This was made clear in an article in the
January/February edition of The Atlantic by James Fallows:
The problems the United States has encountered are
precisely the ones its own expert agencies warned
against.
But you don't have to be an expert, just a history buff, to see that occupying armies almost always face some resistance from the locals. The occupiers respond with reprisals, in ways that do not win hearts and minds.
Go back to our own Civil War. As the Union armies pushed into the Confederacy, they won military victories, like Gen. William Tecumseh Sherman's capture of Atlanta on Sept. 4, 1864.
Sherman tried to minimize the possibility of attacks on
his occupying soldiers by ordering the civilian population
of Atlanta to move elsewhere -- an order that was denounced
as cruelty.
He was at the end of a tenuous supply
line, more than 100 miles of single-track railroad, which
was often attacked by both regular and guerrilla enemy
forces. He fought the regulars; as for the irregulars, any
farmhouse thought to be sheltering them got burned to the
ground.
It soon occurred to Sherman that he didn't need a supply line if he kept moving; the famous march to the sea followed. In a military sense, Sherman's campaign was a success, but in a political sense, it's been 140 years, and there remain Southerners who curse his name and delight in flying their old flag.
During World War II, the Germans occupied northern France. Despite what you may have heard from our governor about Gallic poltroonery, there was French resistance, ranging from sabotage to the killing of Wehrmacht officers. The Germans responded with firing squads and torture chambers; in some occupied areas, entire villages were massacred on account of one attack in the general area.
Just as our authorities point out that the Geneva
Conventions don't apply to non-military resistance
personnel in occupied areas, the German authorities issued
an announcement in Paris: International Law does not
grant to individuals taking part in subversive activity
within the territory of the Occupying Power, the protection
which regular soldiers may claim.... The occupying power
considers and will continue to consider members of
resistance groups as terrorists
who will not be
treated as prisoners of war and will be liable to the
capital penalty.
History shows than any occupying army, be it Sherman attempting to restore the lawful authority of an elected government or the Nazis brutalizing Europe, can meet resistance after the formal battles conclude.
So it shouldn't have come as any surprise that some Iraqis would organize and attack American supply convoys and the like.

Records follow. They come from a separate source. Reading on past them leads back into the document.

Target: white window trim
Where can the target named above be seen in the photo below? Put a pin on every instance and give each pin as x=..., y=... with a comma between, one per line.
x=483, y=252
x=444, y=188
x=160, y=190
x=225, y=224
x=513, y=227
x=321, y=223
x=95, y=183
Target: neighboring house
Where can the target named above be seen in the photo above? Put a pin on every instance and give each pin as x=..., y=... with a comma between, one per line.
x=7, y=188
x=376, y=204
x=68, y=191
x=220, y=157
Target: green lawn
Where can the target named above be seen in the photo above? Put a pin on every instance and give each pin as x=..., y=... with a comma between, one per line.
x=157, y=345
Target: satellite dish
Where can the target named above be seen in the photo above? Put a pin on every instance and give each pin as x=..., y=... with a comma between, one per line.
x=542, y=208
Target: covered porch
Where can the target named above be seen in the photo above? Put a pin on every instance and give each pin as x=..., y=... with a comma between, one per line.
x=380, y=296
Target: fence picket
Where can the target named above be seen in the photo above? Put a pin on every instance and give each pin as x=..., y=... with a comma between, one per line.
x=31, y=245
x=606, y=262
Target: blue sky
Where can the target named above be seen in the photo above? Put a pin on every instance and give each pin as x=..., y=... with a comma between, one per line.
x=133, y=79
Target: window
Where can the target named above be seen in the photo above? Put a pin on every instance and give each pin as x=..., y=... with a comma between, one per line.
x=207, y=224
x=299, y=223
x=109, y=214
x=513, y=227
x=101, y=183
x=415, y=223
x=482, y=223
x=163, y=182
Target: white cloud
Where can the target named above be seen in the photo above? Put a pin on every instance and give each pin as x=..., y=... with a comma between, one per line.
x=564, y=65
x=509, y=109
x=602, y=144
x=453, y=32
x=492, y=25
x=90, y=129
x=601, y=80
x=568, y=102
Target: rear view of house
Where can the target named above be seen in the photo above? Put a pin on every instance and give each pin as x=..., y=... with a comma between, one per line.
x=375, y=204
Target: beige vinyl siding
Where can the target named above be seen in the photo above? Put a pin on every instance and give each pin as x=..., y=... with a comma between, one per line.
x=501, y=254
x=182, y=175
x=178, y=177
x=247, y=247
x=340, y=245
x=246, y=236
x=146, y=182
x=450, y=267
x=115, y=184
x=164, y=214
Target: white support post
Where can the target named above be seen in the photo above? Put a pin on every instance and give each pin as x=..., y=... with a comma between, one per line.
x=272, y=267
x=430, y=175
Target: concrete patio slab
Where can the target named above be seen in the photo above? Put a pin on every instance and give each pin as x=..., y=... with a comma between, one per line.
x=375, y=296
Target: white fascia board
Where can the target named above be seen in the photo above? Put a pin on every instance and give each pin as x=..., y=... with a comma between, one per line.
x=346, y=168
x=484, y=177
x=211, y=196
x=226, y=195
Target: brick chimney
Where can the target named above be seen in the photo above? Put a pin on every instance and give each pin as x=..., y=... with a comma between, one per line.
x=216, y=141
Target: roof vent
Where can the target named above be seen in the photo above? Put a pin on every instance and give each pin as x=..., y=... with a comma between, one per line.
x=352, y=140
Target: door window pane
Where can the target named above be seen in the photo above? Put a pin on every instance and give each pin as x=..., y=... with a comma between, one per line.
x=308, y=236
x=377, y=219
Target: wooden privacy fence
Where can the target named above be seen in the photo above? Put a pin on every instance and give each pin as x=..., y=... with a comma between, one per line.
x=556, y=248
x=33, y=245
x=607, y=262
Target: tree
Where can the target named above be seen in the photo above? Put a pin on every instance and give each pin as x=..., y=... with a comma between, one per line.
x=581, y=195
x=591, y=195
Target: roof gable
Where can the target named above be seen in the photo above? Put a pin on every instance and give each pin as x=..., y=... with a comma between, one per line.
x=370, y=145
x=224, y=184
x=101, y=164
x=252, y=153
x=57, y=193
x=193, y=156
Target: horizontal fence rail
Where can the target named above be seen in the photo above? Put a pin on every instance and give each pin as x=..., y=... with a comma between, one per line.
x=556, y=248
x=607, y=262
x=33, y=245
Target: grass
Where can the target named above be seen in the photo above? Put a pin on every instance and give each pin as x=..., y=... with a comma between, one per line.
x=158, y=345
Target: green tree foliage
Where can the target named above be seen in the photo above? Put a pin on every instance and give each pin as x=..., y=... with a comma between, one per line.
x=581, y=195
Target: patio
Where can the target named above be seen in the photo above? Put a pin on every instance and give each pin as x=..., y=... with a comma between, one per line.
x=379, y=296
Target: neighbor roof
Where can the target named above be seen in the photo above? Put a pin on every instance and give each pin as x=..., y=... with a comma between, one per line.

Now consider an American commander there, responsible for the safety of his troops. He would be remiss in his duties if he didn't try to collect information from captives about these attacks, so that he might prevent them in the future. The temptation to abuse would be difficult to resist.
And that's why planning before an invasion is important. Our occupations of defeated countries after World War II went much better. But back then, the experts who anticipated, and planned for, the resistance after a military victory were heard and respected, rather than ignored and scorned.